Commanders and leaders
- Abd el-Krim: Captain Salafranca †

Strength
- Unknown: 250 men

Casualties and losses
- Unknown: 179 killed

= Battle of Abarrán =

1921 battle during the Rif War

The Battle of Abarrán was a military engagement during the Rif War. It happened when the Spanish established a post in Mountain Abarrán. They were attacked by Riffians and massacred.

==Context==
During the Rif war, the Riffian leader, Abd el-Krim, faced the Spanish army advance led by Manuel Fernández Silvestre. Abd el-Krim's father attempted to resist but died poisend; his son took over as the new leader.
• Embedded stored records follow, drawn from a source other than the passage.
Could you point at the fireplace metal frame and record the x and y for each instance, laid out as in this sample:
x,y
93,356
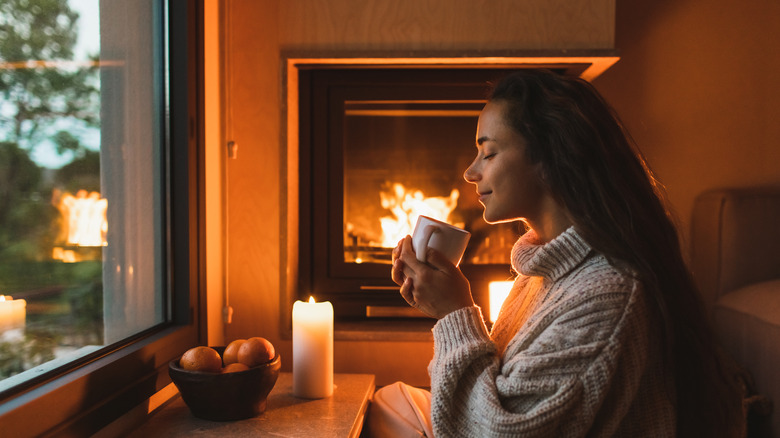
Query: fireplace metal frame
x,y
351,290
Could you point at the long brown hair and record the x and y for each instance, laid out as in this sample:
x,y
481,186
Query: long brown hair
x,y
593,169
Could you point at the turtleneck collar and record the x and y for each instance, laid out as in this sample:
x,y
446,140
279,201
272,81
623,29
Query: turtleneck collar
x,y
551,260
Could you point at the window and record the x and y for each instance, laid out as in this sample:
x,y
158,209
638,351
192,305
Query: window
x,y
99,122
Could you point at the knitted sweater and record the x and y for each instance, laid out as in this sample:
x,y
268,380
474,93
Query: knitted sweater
x,y
573,353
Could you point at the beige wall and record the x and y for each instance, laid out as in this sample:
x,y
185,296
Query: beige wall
x,y
694,85
697,86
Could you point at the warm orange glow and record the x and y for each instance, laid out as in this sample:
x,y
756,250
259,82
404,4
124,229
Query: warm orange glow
x,y
65,255
406,206
83,218
498,291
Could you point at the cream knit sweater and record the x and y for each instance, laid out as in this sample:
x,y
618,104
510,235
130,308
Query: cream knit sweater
x,y
572,354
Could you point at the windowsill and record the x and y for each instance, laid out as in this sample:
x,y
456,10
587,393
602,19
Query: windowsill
x,y
27,375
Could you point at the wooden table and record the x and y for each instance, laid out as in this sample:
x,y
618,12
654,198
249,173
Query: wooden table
x,y
338,416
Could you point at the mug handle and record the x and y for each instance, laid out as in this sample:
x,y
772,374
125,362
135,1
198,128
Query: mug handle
x,y
426,237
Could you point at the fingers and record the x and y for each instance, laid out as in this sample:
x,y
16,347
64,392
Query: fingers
x,y
397,272
407,292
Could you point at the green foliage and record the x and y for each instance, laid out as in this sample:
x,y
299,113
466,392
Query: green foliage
x,y
35,97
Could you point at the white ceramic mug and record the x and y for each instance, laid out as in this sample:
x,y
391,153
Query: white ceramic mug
x,y
441,236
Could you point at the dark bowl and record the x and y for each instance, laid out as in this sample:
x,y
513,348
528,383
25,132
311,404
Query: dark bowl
x,y
229,396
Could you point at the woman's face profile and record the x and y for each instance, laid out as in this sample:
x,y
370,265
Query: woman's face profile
x,y
508,185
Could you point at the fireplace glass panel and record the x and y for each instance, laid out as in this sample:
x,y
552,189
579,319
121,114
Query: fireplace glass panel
x,y
406,158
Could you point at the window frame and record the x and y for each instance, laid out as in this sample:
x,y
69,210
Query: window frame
x,y
91,393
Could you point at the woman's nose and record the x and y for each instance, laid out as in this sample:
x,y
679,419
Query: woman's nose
x,y
471,175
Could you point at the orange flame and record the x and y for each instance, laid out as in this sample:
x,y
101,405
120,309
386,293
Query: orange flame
x,y
84,220
406,206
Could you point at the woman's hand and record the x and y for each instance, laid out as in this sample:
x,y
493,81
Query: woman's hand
x,y
436,288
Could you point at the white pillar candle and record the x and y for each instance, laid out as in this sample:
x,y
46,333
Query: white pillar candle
x,y
312,349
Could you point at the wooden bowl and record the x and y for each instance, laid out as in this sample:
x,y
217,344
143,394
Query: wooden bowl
x,y
226,397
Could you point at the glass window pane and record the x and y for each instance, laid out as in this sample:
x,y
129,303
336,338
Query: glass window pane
x,y
81,180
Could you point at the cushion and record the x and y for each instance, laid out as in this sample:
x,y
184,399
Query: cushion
x,y
747,322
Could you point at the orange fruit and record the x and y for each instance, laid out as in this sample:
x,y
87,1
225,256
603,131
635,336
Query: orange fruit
x,y
201,359
230,355
256,351
234,368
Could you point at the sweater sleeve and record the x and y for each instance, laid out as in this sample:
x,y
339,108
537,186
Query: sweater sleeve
x,y
554,376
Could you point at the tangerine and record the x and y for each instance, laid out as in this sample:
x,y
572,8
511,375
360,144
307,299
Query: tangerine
x,y
201,359
230,355
256,351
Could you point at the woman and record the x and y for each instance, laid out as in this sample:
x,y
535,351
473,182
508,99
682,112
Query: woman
x,y
603,333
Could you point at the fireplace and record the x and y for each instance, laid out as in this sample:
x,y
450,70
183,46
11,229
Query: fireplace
x,y
370,147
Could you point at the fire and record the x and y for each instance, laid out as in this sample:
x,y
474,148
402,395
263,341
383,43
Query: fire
x,y
84,220
406,205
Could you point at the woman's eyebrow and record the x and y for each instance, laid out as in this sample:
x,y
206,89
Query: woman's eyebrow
x,y
483,139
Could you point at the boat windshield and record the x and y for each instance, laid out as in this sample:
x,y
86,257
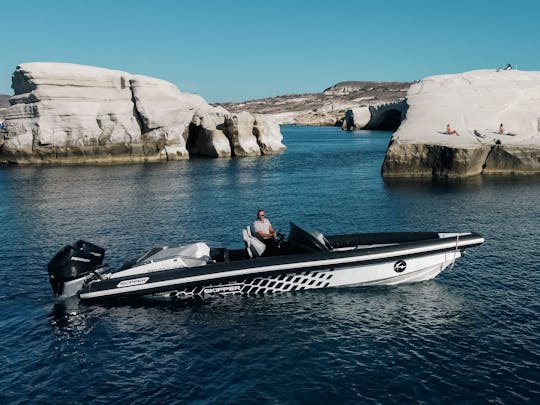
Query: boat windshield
x,y
307,239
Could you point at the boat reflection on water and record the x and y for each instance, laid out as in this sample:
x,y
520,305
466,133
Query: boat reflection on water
x,y
377,312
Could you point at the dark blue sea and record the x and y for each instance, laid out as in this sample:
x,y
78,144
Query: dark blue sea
x,y
470,335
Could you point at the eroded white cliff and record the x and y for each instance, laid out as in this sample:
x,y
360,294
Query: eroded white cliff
x,y
67,113
474,104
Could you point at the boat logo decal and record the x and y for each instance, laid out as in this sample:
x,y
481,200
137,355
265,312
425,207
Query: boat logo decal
x,y
400,266
80,259
132,282
224,289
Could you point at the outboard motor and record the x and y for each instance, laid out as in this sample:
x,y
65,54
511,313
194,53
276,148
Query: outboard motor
x,y
73,262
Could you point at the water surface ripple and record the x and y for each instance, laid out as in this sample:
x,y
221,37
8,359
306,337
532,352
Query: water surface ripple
x,y
472,334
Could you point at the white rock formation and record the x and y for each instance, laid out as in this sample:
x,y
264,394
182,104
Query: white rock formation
x,y
239,127
68,113
268,135
474,104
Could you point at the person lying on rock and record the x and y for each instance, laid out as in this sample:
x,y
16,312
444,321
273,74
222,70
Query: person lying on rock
x,y
451,131
502,131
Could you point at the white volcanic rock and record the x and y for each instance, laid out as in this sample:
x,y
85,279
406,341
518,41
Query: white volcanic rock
x,y
478,100
206,136
268,135
474,104
356,118
239,128
66,113
65,104
161,104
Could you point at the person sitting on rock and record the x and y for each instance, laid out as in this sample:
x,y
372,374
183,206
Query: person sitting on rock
x,y
451,131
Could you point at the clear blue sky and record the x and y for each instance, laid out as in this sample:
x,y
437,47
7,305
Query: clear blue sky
x,y
239,50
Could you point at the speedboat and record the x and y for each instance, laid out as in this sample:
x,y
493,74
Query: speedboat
x,y
306,259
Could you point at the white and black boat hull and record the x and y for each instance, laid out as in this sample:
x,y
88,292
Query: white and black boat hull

Abdul Karim successfully managed to unite six Kablye tribes in central Rif in January 1921; however, due to a bad harvest, it weakened his force, which made him retreat to Temsamane with 300 men. Unexpectedly, in May of the same year, a delegation from the Temsamane tribe arrived to the Spanish, asking him for protection and to establish a post in Mountain Abarrán. Silvestre agreed.

==Battle==
Silvestre advanced to Abarrán. There he established a sandbag outpost with walls just 3 feet high. Silvestre left 250 Spanish troops and some native police at the post and left. An unexpected event happened on June 1 afternoon. Once the Spanish had left, the native police mutinied and began killing the officers and aided the Temsamane in attacking the garrison. The Spanish heard gunshots but didn't return. The post was fired from a hill and assaulted from another side. In the following massacre, 179 Spanish were killed, including the commander, Captain Salafranca, and the rest escaped. Following this, the Riffians captured four Krupp guns and 200 rifles.

==Sources==
- Martin Windrow (2010), Our Friends Beneath the Sands, The Foreign Legion in France's Colonial Conquests 1870–1935.
- Javier Garcia de Gabiola (2022), The Rif War, Volume 1 - From Taxdirt to the Disaster of Annual 1909–1921.
- David S. Woolman (1968), Rebels in the Rif: Abd El Krim and the Rif Rebellion.